#3 Granada: Eterna y generosa.

  

Granada nunca defrauda. Habré ido más de cincuenta veces y siempre descubro algo nuevo con lo que maravillarme.  Hace casi dos décadas que puse mis pies por primera vez en estas tierras y desde el primer momento caí rendida ante ella. Recuerdo pasear por la Gran Vía de Colón con los ojos bien abiertos y sorprendida o merodear La Alhambra emocionada.

De todas las épocas acontecidas la edad media es mi favorita. Es probable que esa sea una de las razones por las que tanto me fascinan los castillos, la historia de España y de Europa de esos años.

Granada es un lugar mágico, Granada enamora. Pasear por sus calles es un deleite en sí, se puede sentir su historia viva.

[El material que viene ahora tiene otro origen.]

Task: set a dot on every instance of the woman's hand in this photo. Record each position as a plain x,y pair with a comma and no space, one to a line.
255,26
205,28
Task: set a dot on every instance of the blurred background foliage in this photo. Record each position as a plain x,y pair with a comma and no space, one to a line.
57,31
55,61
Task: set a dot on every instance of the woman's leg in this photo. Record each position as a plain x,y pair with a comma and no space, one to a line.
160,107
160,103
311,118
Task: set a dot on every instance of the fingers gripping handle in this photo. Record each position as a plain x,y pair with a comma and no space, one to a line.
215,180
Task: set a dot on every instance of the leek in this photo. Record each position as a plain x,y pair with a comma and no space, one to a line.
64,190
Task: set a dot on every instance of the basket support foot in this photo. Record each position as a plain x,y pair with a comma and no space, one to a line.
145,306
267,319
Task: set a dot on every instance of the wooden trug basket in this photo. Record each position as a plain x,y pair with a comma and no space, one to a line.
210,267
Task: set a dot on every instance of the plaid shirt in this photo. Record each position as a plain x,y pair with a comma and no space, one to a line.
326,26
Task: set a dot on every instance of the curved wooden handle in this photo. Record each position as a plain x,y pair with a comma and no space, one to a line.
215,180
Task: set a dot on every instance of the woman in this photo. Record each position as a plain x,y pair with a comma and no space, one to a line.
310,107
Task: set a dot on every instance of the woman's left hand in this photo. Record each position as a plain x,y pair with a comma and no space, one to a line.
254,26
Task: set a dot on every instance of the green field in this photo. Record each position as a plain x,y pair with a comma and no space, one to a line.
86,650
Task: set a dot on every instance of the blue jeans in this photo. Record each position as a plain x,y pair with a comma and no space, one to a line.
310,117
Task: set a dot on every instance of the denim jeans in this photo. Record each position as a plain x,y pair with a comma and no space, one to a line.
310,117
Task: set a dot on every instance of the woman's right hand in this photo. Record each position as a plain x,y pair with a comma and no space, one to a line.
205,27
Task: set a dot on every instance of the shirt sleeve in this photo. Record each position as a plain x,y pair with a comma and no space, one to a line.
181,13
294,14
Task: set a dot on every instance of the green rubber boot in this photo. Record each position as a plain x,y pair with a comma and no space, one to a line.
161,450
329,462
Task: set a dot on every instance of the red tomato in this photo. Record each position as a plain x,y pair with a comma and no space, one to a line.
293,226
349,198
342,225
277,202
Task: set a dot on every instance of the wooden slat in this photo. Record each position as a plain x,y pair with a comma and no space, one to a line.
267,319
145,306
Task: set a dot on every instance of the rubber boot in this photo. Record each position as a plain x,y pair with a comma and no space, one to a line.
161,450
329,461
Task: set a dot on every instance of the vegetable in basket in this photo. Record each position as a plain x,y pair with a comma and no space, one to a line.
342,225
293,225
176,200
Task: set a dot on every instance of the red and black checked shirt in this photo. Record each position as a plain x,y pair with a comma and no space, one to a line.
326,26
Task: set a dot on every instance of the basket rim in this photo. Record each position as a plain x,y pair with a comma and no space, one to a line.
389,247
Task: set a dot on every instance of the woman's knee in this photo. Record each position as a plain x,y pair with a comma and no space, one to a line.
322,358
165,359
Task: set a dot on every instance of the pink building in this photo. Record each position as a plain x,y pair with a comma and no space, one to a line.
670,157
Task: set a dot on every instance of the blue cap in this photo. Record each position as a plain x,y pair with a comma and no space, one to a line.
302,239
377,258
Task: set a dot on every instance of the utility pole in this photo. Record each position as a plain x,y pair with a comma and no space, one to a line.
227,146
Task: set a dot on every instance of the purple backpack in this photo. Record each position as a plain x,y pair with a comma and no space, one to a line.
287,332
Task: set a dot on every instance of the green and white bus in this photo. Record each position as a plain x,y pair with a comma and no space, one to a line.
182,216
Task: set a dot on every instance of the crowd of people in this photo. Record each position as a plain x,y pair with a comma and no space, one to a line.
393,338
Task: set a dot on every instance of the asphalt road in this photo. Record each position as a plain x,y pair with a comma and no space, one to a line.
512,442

Comencemos por La Alhambra, es impresionante. La alcazaba, los palacios Nazaríes, el Generalife y el palacio de Carlos V. Uno de mis múltiples sueños es vivir en Granada y salir a pasear y a escribir por este complejo. Puedes sentir la historia a cada paso.

 

Interior del Palacio de Carlos V La Alhambra

Como tradición, el día de la toma de Granada, el dos de enero, se puede tocar la campana de la torre de la vela. Es el único día que está abierto al público y se dice que quien la toca se casa ese año.

Hasta tres intentos necesité para tocarla, que no para casarme (guiño, guiño). Pues fue en la época covid-post covid y cuando lo teníamos todo reservado prohibían esta actividad. Y así fue como acabé pasando diferentes momentos de la navidad ahí, hasta llegar a adelantar nuestro viaje a nochevieja. La mejor tarde-vieja de toda mi vida, ¿sabéis lo mejor? Este año repito, al equipo también le gusto tanto como a mí, y es que no me cansaré de decirlo, Granda es eterna.

El paseo de los tristes también alberga su magia, pues siguiendo la orilla del río Darro acabas a los pies de un bonito paisaje. Una vez más ella, La Alhambra, puedes observarla en todo su esplendor.

Podemos seguir hablando del Albaicín y Sacromonte o El Realejo, sin olvidar todo el casco histórico con la judería y la catedral.

A lo largo de estos años tengo cientos de anécdotas de contar en esta ciudad, puede que eso también ayude a que la vea con la mirada que ofreces a tu primer amor, ese que es inocente y puro. En Granada he vivido tantos de estos momentos; mil aventuras con amigas riendo, bailando y disfrutando de la fiesta, he explorado sus montes y su sierra, he disfrutado ella de día y de noche. A Granada he ido en busca de consuelo y en Granada me he enamorado.

Amor del bueno, de ese que se cuida cada día y que te ayuda a ser tu mejor versión. De ese que cura, y para mi ese es el mayor regalo que esta ciudad me ha dado. Granada es así, eterna y generosa. Granada, me ha dado tanto, que no sabría donde acabar.

Y por no saber acabó aquí, con estas letras de Federico García Lorca "Granada es apta para el sueño y el ensueño, por todas partes limita con lo inefable."